Die Schützenscheibe des Herrn K-Punkt-T-Punkt haben wir liebevoll renoviert und heute ziert sie hinter Glas das Vereinsheim. Sie wurde zur Vorlage für unsere Königsscheiben, die seit 1972 am Hausgiebel aller Könige aufgehängt wird. Ausnahmslos alle Exemplare bis einschließlich 2009, also 37 Stück an der Zahl, wurden von Stellmachers Erich (Hackmann) gefertigt und in liebevoller Handarbeit von Hans Diepen bemalt. Seit 2010 bestehen sie nun aus Metall. Die Handfertigung musste aus Altersgründen leider eingestellt werden.
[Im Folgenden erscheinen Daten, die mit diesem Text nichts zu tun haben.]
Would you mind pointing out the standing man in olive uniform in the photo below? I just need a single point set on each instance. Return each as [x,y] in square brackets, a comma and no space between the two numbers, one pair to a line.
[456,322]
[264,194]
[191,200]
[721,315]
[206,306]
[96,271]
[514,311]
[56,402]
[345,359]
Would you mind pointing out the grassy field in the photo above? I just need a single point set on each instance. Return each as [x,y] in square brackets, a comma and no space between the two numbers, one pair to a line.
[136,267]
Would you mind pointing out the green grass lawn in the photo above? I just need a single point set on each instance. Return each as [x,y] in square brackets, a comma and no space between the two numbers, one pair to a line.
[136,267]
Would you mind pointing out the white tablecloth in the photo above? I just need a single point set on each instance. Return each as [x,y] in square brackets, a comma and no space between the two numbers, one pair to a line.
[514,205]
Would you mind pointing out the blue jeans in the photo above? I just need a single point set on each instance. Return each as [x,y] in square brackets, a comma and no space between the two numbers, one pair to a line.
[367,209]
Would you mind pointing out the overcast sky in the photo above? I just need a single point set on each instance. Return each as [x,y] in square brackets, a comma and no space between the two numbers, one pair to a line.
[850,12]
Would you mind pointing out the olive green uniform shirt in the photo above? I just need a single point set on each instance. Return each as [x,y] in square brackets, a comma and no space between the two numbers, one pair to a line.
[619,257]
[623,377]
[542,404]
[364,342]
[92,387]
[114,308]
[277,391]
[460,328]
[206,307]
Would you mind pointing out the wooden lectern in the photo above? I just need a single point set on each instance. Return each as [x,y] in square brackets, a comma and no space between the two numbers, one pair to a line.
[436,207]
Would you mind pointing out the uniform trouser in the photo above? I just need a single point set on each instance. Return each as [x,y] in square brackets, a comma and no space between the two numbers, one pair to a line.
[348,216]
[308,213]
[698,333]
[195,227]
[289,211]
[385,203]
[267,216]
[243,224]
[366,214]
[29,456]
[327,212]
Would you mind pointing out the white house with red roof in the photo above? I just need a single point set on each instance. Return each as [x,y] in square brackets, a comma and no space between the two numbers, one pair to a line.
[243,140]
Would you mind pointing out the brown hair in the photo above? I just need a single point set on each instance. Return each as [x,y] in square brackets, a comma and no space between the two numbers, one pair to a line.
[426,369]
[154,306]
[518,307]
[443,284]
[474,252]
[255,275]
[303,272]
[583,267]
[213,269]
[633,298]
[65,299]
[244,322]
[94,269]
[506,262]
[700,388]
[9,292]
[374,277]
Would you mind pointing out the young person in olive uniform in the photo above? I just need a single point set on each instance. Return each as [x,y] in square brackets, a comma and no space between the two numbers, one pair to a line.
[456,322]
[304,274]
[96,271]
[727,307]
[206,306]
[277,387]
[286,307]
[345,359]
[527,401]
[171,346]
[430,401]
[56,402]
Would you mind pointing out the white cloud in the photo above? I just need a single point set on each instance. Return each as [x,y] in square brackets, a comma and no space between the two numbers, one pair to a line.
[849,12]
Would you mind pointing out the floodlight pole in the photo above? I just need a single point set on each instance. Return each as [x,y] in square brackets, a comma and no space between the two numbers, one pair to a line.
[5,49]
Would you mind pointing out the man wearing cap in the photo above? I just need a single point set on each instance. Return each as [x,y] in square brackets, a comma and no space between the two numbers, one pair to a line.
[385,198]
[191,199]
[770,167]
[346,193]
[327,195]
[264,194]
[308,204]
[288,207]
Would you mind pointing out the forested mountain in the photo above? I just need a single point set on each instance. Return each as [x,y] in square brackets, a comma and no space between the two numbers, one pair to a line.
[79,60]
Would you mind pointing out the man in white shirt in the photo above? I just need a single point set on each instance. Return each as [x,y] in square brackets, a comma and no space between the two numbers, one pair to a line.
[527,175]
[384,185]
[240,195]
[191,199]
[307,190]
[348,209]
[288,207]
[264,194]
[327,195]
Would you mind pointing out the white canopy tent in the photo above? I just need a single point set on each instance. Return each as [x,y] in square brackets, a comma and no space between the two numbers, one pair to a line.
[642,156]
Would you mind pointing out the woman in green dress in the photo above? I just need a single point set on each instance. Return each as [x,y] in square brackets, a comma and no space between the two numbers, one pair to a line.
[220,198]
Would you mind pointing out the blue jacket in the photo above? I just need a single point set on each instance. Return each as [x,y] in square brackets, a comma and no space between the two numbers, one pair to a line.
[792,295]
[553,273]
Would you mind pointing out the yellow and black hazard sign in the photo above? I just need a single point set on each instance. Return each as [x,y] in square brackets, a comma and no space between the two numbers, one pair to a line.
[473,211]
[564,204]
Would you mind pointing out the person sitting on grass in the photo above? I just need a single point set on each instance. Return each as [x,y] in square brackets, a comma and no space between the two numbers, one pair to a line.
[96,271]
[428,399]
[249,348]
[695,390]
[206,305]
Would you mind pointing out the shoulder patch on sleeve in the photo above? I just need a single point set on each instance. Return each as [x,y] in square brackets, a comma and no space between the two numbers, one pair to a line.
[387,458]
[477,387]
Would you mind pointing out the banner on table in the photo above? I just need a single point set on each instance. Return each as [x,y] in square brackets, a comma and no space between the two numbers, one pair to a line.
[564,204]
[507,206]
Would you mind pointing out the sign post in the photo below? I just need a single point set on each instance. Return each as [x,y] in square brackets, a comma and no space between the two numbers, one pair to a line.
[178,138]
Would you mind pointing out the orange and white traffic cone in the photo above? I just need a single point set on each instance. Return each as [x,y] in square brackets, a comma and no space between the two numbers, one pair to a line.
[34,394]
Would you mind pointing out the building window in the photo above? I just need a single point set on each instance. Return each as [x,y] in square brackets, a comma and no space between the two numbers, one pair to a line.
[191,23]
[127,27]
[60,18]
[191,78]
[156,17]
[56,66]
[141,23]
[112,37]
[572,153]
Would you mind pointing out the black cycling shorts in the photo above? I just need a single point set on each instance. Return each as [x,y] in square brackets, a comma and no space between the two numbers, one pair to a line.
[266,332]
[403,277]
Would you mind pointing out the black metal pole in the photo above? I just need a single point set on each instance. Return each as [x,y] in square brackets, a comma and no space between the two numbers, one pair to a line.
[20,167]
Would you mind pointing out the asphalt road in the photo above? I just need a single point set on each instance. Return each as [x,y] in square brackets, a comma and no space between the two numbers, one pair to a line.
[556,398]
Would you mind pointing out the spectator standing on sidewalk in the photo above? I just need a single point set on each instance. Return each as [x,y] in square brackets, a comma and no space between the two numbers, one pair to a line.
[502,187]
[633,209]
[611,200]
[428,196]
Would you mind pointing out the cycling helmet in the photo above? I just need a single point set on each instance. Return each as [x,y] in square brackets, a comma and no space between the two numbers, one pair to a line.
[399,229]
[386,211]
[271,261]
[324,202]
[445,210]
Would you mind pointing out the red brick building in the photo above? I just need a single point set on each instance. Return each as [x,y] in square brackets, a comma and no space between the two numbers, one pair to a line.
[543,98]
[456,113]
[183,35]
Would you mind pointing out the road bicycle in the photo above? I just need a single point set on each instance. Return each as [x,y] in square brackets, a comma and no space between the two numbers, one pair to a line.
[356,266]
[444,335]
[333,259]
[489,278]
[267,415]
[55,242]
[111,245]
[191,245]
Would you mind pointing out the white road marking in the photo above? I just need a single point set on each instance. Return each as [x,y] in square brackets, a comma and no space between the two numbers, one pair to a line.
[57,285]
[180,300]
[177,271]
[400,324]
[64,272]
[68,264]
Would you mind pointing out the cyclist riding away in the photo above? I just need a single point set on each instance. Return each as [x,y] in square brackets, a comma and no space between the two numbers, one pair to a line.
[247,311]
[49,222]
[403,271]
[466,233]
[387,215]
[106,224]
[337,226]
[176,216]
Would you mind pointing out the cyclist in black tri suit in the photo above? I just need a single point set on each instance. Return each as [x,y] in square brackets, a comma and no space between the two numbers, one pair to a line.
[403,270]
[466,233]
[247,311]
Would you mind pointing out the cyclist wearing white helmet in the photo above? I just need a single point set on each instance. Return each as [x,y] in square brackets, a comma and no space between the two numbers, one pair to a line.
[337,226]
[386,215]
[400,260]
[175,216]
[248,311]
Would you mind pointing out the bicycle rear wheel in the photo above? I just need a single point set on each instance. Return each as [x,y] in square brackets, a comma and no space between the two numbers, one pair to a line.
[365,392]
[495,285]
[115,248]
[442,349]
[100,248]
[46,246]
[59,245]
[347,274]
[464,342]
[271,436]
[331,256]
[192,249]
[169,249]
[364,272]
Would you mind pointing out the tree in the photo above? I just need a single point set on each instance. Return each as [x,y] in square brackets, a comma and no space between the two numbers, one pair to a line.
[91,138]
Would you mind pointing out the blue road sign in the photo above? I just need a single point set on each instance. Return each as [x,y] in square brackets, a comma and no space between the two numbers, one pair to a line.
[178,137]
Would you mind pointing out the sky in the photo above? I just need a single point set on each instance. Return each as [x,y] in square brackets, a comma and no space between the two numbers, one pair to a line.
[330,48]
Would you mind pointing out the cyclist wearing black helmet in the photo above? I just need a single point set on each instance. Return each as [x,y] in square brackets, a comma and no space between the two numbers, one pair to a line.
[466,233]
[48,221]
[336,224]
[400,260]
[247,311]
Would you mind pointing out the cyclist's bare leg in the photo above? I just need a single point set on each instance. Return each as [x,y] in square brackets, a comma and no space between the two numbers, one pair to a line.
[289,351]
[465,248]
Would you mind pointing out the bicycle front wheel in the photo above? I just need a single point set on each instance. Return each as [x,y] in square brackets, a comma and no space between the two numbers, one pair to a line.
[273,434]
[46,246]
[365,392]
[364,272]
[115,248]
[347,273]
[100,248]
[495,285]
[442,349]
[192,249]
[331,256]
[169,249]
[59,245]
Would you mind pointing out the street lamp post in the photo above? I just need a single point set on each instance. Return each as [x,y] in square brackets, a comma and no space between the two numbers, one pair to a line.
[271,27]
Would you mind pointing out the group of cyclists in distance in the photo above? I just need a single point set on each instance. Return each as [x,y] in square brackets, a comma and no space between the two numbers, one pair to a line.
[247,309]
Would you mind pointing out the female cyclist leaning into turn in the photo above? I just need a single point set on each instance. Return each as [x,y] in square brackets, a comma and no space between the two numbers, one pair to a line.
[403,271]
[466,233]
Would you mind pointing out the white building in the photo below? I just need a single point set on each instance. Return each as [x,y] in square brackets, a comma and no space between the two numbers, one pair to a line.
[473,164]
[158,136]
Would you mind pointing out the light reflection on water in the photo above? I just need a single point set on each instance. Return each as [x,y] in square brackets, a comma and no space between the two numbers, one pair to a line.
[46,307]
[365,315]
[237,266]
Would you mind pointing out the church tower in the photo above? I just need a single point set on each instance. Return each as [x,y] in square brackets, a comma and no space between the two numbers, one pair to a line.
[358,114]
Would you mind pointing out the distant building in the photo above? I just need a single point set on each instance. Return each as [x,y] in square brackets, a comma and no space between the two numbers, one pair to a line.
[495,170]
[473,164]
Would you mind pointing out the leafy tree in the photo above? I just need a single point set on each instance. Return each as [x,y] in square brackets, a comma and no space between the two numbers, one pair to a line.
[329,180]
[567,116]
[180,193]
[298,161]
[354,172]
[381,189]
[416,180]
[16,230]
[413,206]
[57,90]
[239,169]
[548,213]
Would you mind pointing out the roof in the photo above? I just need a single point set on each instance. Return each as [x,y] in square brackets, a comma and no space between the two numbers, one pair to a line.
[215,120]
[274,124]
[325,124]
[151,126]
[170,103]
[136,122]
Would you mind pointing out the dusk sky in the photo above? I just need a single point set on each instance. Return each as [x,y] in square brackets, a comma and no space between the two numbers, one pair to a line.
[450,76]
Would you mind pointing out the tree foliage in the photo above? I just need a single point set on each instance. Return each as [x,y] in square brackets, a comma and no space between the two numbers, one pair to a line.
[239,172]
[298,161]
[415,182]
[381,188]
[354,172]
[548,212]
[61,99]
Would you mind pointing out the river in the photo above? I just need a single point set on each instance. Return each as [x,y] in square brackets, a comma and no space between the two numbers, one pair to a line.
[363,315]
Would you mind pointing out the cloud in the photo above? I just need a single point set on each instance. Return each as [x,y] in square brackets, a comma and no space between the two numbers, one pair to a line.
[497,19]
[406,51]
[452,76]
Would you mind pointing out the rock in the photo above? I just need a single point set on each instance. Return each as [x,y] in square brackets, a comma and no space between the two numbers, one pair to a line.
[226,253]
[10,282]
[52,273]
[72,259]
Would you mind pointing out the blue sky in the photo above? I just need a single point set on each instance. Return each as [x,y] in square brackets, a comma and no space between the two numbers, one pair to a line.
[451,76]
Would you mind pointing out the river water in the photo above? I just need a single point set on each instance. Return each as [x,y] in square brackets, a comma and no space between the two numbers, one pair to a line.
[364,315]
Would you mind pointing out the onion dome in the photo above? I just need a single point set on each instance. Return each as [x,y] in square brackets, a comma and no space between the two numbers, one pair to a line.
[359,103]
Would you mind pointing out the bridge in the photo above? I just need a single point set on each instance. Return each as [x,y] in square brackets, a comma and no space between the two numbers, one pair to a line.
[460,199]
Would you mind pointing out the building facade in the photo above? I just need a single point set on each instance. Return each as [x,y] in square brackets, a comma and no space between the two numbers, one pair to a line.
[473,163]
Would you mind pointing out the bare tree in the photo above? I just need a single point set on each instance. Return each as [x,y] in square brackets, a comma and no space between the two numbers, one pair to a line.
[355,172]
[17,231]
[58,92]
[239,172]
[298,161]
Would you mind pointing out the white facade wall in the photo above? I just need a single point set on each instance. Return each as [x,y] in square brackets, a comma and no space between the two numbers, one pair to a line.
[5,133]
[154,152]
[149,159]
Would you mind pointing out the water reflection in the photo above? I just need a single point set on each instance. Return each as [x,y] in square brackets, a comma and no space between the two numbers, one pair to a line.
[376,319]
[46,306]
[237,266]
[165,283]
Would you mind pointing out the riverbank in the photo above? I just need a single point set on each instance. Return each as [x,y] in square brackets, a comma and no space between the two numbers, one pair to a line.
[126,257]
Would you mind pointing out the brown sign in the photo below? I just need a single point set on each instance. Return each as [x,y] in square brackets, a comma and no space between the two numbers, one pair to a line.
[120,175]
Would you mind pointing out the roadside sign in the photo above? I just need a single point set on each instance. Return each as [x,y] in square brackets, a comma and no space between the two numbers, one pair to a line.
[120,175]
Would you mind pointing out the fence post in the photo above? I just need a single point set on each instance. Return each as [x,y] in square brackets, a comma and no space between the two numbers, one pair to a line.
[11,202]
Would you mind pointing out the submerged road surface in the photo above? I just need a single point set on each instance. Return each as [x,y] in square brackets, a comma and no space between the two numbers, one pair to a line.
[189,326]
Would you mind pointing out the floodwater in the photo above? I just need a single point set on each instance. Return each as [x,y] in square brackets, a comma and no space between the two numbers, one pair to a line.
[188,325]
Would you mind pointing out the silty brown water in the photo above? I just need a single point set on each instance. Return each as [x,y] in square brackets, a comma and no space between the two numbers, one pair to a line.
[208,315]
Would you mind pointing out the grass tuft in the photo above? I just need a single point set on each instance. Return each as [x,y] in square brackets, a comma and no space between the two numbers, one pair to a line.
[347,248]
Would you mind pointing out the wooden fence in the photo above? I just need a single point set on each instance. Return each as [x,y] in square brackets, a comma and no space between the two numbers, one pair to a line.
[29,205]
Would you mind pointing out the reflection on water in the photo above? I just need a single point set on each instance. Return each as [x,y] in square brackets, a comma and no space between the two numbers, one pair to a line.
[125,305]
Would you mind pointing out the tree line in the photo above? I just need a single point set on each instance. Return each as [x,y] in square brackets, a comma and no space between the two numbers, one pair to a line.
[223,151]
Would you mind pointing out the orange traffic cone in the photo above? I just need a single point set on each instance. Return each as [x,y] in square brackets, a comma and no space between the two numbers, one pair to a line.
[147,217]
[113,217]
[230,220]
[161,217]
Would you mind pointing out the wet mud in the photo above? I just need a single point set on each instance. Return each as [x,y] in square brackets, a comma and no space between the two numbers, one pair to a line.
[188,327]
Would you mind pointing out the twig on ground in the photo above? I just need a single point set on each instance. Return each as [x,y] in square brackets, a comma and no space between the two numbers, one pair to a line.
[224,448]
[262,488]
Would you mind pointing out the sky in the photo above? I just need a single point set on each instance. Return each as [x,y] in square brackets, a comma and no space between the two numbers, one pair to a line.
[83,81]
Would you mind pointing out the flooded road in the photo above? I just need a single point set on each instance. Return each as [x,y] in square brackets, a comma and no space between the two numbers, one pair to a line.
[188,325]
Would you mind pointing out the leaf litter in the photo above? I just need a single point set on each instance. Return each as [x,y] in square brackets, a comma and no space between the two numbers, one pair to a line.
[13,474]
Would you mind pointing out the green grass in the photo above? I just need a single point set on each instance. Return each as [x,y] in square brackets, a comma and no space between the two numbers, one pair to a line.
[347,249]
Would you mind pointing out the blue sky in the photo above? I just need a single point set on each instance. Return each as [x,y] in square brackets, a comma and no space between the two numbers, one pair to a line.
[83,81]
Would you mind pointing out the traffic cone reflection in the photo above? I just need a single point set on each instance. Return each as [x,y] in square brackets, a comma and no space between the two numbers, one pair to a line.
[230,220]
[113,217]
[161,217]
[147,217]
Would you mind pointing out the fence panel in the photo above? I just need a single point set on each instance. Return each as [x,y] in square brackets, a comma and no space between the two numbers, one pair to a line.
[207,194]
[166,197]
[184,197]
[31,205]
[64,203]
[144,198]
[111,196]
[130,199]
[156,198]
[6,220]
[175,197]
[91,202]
Ebenfalls hinter Glas bewahren wir die beiden Vereinsfahnen auf, sofern sie nicht auf einem der zahlreichen Anlässe repräsentieren. Die ältere der beiden löste bereits im Jahre 1929 die schwarz-weiß-rote, verblichene Ur-Fahne ab, deren Alter nicht überliefert ist und die 1945 an die Besatzer abgegeben werden musste. Zum Jubelfest 1987 haben wir die neue Fahne angeschafft und geweiht. Als Motiv trägt sie unser Ehrenmal. Die altgediente Fahne nahm ihren Ehrenplatz im Schützenhaus ein.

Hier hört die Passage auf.